While standing fast by his refusal to set a timetable for a US withdrawal, Bush also warned Iraq's leaders that “America's commitment is not open-ended” and that they most act on pledges to crack down on violence.
“If the Iraqi government does not follow through on its promises, it will lose the support of the American people, and it will lose the support of the Iraqi people. Now is the time to act,” he said.
Bush's new plan released earlier by the White House highlighted a rare admission of past failures and promises that lapses that doomed previous security efforts have now been fixed.
“Our past efforts to secure Baghdad failed for two principal reasons,” Bush said.
“There were not enough Iraqi and American troops to secure neighborhoods that had been cleared of terrorists and insurgents. And there were too many restrictions on the troops we did have,” Bush said.
The plan's goals include crushing terrorists, insurgents and rogue militias, curbing Syrian and Iranian influence, and convincing all Iraqis to rely on ballots rather than bullets.

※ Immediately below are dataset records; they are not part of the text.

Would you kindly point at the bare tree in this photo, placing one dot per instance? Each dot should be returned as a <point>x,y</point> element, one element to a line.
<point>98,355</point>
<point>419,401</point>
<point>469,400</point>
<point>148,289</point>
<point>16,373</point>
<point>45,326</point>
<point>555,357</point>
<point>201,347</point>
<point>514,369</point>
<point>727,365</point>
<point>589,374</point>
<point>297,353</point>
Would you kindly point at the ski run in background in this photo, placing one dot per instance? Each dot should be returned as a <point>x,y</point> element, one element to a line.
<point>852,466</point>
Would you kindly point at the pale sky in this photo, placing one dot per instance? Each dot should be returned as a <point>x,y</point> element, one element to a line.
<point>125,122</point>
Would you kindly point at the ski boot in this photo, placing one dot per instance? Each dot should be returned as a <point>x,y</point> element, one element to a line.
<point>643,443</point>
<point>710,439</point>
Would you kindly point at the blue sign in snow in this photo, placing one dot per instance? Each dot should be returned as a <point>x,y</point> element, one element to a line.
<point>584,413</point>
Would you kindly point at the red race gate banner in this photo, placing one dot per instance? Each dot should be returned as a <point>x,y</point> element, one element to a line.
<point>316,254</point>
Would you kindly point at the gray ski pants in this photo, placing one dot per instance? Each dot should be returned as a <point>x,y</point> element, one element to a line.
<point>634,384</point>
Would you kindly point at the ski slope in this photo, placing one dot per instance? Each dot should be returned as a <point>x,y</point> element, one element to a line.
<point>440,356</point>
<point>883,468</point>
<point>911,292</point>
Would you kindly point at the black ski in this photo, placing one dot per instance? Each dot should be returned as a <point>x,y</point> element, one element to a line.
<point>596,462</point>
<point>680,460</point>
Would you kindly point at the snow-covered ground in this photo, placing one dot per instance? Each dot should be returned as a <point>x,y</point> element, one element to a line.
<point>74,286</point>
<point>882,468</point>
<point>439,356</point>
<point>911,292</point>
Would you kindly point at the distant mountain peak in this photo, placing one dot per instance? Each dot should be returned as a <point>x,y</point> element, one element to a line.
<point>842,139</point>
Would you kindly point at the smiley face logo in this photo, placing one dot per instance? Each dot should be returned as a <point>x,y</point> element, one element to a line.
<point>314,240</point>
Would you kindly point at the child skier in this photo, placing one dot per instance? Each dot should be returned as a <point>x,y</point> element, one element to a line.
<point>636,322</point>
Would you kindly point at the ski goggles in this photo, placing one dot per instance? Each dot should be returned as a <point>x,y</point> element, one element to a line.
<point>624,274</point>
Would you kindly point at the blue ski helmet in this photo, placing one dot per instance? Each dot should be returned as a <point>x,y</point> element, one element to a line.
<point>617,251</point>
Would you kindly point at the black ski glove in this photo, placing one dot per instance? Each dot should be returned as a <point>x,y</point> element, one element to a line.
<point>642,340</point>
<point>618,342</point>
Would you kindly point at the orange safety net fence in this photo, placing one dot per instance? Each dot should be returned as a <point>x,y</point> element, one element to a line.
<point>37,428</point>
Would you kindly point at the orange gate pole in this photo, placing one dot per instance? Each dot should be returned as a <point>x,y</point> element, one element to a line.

Bush also said the United States would name a reconstruction coordinator for Baghdad as part of its latest plan to quell violence in Iraq.
The speech set the stage for a pitched political battle between the White House and opposition Democrats who harnessed anger over the war last year to capture the US Congress and were now expected to flex their political muscle.
Even before Bush spoke, leading Democrats announced plans to hold votes on key aspects of the plan and made clear they would keep pushing for a US troop withdrawal while steering clear of cutting funds for the war.
“'Do you support the president's policy?' that will be the vote,” House Speaker Nancy Pelosi said after talks at the White House that she described as a high-handed “notification, not consultation” by the president.
The address was the culmination of a half-year review of US strategy in the nearly four-year war that has left more than 3,000 US troops dead, thousands wounded, carried a much higher Iraqi toll, and tarnished Bush's legacy.
Specifically, the president was to order 4,000 US Marines to restive al-Anbar province and 17,500 US soldiers to Baghdad. The first US forces were due to arrive January 15th, with another wave February 15 and then in 30-day increments, aides said.
The White House trumpeted that Prime Minister Nuri al-Maliki had vowed to contribute large numbers of Iraqi forces to the new strategy and promised to combat armed groups loyal to majority Shiite and minority Sunni alike.
Iraqi forces — reinforced in Baghdad by one combat brigade on February 1 and two more on February 15 — were to take the lead in efforts to quell violence in the capital.
But according to a newly released USA Today/Gallup Poll, 61 percent of Americans surveyed said they were against a US troop increase, compared to 26 percent who supported it.
The new elements of Bush's plan carried a 6.8-billion-dollar total price tag: 5.6 billion for the new troops and more than one billion dollars in new spending aimed at shoring up Iraq's battered economy, civil society, `infrastructure and judicial system.